Hij ging naar New Trier High School in Winnetka (Wilmette), Illinois. Daar werd hij voorzitter van de Drama Club. Kort daarna, moest hij er weggaan, van school gestuurd vlak voor zijn afstuderen in de lente van zijn vierde jaar (1922) wegens roken op de campus. Enkele weken later ruilde hij de North Shore Players** in voor een ander gezelschap... |
Vervolgens trad hij op bij het theater- en repertoire toneelgezelschap 'The Chautauqua Road Company' (1922)zelfs in een tent. Zijn eerste echt grote rol kreeg hij bij dit gezelschap in The Shepherd of the Hills (juni 1922), een Ozark melodrama, waarin hij twee rollen voor zijn rekening nam: de vader van de hoofdrolspeler (die zelf 10 jaar ouder was dan Ralph) en de slechterik. Hij reisde verder doorheen het Middenwesten bij toneelgezelschappen (1922-23) in Madison, Wisconsin, en Fort Wayne en Evansville, Indiana. Hij bleef op elke locatie telkens 10, 12, 15 weken of langer en voerde elke week een ander stuk op. Overdag repeteerde hij een toneelstuk terwijl hij 's avonds in een ander stuk speelde.

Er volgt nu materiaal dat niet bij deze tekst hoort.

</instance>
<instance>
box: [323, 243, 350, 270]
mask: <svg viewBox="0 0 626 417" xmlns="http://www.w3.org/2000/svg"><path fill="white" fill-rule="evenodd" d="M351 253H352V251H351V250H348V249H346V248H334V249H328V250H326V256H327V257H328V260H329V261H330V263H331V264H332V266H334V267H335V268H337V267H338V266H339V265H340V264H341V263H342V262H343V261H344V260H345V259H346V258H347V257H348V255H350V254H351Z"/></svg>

Zijn vriend Melvyn Douglas, een leerling van Bill Owen, en tevens een acteur die met moeite werk vond, was er in geslaagd een hoofdrol te krijgen in het Dorothy La Vern theater gezelschap (Orpheum Theatre Madison, Wisconsin) en kreeg hen zover om er Bellamy als zaken en toneelmanager $40 per week te laten verdienen. “Het was echt geen rozengeur en maneschijn. Vaak ging ik met honger naar
bed. Tussen engagementen door deed ik elk werk dat me drie maaltijden per dag en
een slaapplaats opleverde. Ik heb zelfs meerdere keren greppels gegraven, maar
dat deerde me niet. Ik was gewoon de tijd aan het doden totdat ik terug kon naar
het werk dat ik het liefste deed.” Hij verliet de Fisher Majestic
Players om zich weer aan te sluiten bij Dorothy La Vern Company
(december 1924 - maart 1925). Op naar Ishpeming, Michigan waar Bellamy in 1924
lid werd van een repertoiregezelschap van de Beach and Jones Repertoire Company.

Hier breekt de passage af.